The campaign works by hijacking users’ Facebook accounts and then sending all their contacts an image file over Messenger, so can very easily snowball if even just a handful of victims fall into the trap. Even more worryingly, the security researchers said they have seen it being used to spread Nemucod malware installer and Locky ransomware to victims.
Fraser Kyne, EMEA CTO at Bromium:
“This looks like a relatively unsophisticated phishing campaign; the hackers have made no visible attempt to target their victims. Those people not only have to click on the bad link, but then have to fall for a pretty suspicious looking webpage and agree to download the extension. You’d be forgiven for writing it off as a low risk, but the real threat comes from the use of Facebook as a vehicle. People are far more likely to click on a link or download something if it looks like it came from a friend.
“Verizon’s DBIR 2016 showed that nearly a third (30%) of phishing emails get opened; and 12% of users go on to click on the attachment or link, so it’s a lot more common than you might expect in a relatively cyber-aware culture. As with most attacks of this ilk, the bad guys just need a handful of their victims to fall for their ploy in order to be successful, and the self-propagating nature of this particular scam will help to ensure it continues to gather momentum even if most people smell a rat from a mile away.
“Given that so many users check their Facebook at work, there’s a big risk of this attack bleeding through into the enterprise. The best thing for businesses to do to minimise their risk is to ensure employees are aware of this scam.
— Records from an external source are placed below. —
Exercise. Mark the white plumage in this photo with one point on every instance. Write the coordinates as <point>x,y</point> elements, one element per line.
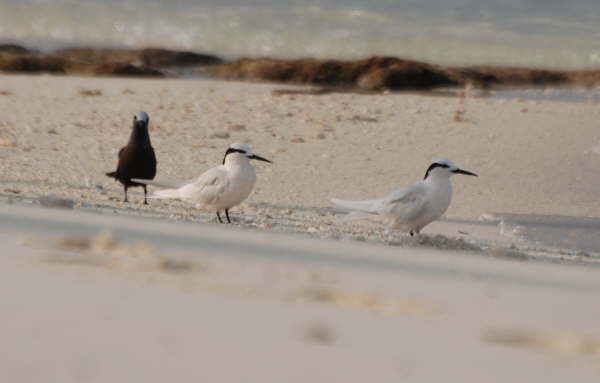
<point>219,188</point>
<point>413,207</point>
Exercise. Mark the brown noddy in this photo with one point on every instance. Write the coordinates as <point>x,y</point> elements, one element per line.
<point>136,159</point>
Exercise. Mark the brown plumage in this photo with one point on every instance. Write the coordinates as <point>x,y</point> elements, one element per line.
<point>136,159</point>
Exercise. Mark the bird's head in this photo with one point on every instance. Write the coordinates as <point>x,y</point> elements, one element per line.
<point>141,120</point>
<point>445,168</point>
<point>236,150</point>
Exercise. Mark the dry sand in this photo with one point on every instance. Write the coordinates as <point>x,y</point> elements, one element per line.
<point>230,318</point>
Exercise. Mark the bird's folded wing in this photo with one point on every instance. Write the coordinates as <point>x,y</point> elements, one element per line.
<point>407,205</point>
<point>161,183</point>
<point>207,188</point>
However, experience shows that there will always be one who ‘didn’t get the memo’ and clicks the link regardless. As such, they should also put a safety net in place to ensure users can’t compromise security. The best approach is to use micro-virtualisation techniques to run internet browsing sessions in a completely isolated environment, so even if a victim does fall for the scam, the malware is fully contained and can be eliminated simply by closing down the webpage.”